While normal file transfers, desktop sharing, and work operations may be easily executed over a VPN, an image-based backup over a VPN connection brings many more items into consideration:
- Triggering the backup image
- Reading the disk to be backed up
- Returning data to the Datto device.
- Writing data across the tunnel to the device.
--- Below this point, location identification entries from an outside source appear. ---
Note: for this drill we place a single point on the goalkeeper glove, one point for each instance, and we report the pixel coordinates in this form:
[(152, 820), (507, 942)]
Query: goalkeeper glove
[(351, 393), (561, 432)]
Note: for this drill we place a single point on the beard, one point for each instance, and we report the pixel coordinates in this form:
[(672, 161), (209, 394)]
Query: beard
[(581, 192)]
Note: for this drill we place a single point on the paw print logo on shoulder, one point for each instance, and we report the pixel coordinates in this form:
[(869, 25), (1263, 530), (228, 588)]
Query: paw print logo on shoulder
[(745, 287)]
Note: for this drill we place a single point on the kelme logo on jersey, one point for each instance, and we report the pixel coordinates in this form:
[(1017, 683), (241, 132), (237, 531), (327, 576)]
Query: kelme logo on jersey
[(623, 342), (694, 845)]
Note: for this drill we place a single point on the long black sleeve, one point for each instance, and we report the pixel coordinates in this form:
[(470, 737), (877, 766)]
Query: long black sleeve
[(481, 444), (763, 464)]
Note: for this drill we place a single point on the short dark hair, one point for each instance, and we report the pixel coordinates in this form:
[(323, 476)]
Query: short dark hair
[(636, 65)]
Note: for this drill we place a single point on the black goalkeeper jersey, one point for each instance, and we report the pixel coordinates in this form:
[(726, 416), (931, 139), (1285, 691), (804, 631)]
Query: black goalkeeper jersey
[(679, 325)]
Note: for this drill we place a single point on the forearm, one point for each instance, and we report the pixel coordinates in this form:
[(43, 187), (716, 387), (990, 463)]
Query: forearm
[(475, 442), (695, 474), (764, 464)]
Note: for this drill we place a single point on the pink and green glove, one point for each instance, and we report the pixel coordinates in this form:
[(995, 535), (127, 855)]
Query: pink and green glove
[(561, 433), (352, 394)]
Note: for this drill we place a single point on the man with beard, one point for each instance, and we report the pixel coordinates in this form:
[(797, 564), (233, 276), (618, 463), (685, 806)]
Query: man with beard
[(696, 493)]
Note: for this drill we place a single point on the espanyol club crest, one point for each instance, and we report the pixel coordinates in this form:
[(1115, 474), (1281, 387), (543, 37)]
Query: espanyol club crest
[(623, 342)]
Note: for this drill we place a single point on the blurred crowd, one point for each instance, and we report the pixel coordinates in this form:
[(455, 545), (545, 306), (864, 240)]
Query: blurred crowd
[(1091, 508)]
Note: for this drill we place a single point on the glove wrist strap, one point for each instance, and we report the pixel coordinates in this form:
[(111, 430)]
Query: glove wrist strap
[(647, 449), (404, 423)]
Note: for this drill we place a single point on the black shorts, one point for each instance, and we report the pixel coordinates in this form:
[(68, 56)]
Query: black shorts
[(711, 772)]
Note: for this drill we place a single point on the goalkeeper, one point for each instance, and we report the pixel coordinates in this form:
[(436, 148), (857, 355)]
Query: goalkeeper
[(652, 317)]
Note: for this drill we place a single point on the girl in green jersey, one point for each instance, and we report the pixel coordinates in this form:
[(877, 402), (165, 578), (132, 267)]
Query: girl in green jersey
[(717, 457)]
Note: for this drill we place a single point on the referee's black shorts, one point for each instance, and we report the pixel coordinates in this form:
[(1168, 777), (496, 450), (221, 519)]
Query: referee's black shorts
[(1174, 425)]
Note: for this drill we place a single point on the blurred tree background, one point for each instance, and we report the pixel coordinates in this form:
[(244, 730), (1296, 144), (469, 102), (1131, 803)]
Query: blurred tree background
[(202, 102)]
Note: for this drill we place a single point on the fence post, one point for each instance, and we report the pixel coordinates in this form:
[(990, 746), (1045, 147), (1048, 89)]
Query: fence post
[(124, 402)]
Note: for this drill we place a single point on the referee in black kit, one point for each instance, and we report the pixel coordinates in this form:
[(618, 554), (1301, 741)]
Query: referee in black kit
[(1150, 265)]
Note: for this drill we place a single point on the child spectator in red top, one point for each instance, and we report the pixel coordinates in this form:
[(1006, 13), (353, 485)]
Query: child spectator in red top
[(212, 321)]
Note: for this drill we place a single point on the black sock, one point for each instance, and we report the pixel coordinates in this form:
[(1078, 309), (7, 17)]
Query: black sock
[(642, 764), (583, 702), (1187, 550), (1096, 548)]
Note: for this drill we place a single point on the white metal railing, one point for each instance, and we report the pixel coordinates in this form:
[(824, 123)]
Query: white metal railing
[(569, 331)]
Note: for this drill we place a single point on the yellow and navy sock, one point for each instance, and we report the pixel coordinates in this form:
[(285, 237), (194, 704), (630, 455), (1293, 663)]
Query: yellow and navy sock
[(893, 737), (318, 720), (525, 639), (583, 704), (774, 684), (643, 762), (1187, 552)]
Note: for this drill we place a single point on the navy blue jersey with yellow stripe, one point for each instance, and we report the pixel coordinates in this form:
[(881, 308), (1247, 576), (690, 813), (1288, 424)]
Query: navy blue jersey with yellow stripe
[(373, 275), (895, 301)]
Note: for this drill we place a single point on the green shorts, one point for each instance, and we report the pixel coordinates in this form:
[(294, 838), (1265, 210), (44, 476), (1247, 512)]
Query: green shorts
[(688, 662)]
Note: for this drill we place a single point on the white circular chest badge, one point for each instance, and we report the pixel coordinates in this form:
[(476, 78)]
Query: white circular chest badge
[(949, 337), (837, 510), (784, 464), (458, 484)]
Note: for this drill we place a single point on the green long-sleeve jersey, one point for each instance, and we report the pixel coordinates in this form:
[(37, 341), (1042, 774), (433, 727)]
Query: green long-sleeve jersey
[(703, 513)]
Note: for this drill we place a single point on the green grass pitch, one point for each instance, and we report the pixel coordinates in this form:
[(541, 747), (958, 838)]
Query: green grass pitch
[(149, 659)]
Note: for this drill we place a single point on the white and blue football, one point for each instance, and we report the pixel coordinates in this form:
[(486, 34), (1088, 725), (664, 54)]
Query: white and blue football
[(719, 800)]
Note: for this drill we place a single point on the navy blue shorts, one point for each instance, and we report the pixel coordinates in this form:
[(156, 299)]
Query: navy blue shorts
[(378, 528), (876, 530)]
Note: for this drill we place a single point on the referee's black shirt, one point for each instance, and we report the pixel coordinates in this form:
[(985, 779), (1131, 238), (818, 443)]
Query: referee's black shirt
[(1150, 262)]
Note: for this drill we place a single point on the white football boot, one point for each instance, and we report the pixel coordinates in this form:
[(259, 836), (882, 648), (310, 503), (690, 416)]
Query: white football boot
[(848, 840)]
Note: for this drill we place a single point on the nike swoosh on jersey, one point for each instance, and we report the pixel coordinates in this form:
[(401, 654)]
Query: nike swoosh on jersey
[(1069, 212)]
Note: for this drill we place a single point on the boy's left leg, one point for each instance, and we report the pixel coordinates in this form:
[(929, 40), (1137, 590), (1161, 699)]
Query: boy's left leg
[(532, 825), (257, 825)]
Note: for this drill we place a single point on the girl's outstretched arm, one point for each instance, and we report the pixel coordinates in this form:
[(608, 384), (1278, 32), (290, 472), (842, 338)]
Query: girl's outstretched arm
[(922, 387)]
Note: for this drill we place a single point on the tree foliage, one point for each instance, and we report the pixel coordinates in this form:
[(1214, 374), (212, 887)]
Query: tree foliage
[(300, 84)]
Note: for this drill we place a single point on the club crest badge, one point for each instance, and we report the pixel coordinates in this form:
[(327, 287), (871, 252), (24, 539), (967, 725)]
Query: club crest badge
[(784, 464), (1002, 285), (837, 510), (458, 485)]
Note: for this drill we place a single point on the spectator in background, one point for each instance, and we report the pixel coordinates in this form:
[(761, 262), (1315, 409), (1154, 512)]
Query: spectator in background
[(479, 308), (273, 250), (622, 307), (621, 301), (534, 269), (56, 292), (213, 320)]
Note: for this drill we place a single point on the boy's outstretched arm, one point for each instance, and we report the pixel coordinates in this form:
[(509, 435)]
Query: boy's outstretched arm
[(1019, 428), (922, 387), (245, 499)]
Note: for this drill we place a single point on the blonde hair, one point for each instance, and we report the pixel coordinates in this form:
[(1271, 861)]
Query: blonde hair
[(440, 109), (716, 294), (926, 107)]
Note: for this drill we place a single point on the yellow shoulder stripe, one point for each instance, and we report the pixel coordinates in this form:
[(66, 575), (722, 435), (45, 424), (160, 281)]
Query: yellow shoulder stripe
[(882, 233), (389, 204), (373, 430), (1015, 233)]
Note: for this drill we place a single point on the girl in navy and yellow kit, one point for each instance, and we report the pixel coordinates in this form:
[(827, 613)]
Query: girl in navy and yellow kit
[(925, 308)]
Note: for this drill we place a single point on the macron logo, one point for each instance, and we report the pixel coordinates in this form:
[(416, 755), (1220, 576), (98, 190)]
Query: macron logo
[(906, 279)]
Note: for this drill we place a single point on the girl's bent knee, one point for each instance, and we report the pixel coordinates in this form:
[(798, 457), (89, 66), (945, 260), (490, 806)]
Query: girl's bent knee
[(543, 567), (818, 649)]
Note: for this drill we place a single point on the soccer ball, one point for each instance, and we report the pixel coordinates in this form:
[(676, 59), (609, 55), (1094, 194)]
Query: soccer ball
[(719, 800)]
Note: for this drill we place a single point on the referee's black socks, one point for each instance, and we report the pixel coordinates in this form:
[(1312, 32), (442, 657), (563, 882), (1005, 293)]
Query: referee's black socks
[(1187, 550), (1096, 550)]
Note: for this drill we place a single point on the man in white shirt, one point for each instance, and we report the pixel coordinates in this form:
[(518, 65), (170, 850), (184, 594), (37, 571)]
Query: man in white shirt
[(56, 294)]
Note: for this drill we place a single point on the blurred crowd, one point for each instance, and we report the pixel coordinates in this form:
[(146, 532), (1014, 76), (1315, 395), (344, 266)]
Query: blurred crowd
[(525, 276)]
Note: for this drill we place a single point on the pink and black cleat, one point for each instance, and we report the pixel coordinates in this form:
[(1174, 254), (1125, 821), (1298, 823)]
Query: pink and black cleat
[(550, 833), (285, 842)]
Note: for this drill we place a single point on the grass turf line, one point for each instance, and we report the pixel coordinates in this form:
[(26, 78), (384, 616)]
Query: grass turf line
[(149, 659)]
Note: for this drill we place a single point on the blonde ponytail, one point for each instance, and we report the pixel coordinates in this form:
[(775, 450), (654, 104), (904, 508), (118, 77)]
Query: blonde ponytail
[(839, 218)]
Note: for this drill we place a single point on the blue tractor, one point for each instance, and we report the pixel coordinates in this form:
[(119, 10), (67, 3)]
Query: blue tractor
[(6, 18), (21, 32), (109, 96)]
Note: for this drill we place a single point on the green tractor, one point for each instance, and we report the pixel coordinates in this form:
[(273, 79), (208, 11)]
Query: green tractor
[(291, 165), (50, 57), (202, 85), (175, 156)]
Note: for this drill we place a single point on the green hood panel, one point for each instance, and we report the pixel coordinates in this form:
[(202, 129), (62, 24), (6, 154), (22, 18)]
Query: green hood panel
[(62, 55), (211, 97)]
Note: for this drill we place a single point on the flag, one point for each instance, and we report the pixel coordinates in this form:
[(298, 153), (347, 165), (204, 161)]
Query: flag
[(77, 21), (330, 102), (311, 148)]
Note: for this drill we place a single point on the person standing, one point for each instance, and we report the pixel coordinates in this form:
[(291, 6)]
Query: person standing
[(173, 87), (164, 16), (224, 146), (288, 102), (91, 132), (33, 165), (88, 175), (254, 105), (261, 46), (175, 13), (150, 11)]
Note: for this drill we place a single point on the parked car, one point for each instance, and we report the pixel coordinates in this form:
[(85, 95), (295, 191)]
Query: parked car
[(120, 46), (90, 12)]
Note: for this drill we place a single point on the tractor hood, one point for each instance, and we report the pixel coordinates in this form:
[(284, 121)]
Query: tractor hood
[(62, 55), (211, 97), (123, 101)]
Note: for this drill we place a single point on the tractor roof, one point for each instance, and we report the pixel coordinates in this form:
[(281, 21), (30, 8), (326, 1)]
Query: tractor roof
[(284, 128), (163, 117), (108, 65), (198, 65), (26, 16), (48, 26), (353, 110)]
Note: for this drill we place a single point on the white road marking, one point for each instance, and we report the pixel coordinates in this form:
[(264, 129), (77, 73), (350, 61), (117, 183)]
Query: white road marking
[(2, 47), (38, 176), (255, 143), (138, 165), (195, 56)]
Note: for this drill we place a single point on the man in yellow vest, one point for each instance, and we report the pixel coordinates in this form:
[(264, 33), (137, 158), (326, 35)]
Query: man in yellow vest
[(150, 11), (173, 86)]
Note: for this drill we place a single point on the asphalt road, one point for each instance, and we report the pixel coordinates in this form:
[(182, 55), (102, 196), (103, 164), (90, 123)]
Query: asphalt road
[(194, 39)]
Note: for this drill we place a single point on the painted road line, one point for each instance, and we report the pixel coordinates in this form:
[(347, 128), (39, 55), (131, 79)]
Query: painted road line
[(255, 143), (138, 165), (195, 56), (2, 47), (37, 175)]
NOTE Reliable image based backups over VPN require a stable connection with plenty of bandwidth between the site and the Datto device. While a slower connection may be supported, we cannot guarantee the reliability of the backup transfers unless the minimum standards are met.
NOTE The minimum recommendation is a constant, uninterrupted 50Mbps VPN connection per 1TB of data between the server site and the Datto device.
NOTE If multiple agents are backing up over a single VPN, they need to be staggered to prevent connectivity loss.
Configuring Firewalls / Connections
Please ensure allowlists exist to allow the server and device to make external connections detailed here: Datto IP Ranges.
When setting up the connection between the Datto appliance and the site where the VPN connection will reside:
- Firewalls and routers should be configured to have a separate security zone that will allow traffic to and from the site without restriction or deep packet inspection.
- Any possible WAN accelerators should be enabled to improve the transfer speeds.
- A single tunnel should be dedicated as much as possible to the connection. No other traffic should be present.
- Test the reliability of the VPN connection with regular speed tests to ensure that the connection has remained stable.
- Run backups when activity on the protected machines and the traffic tunnel is at a minimum.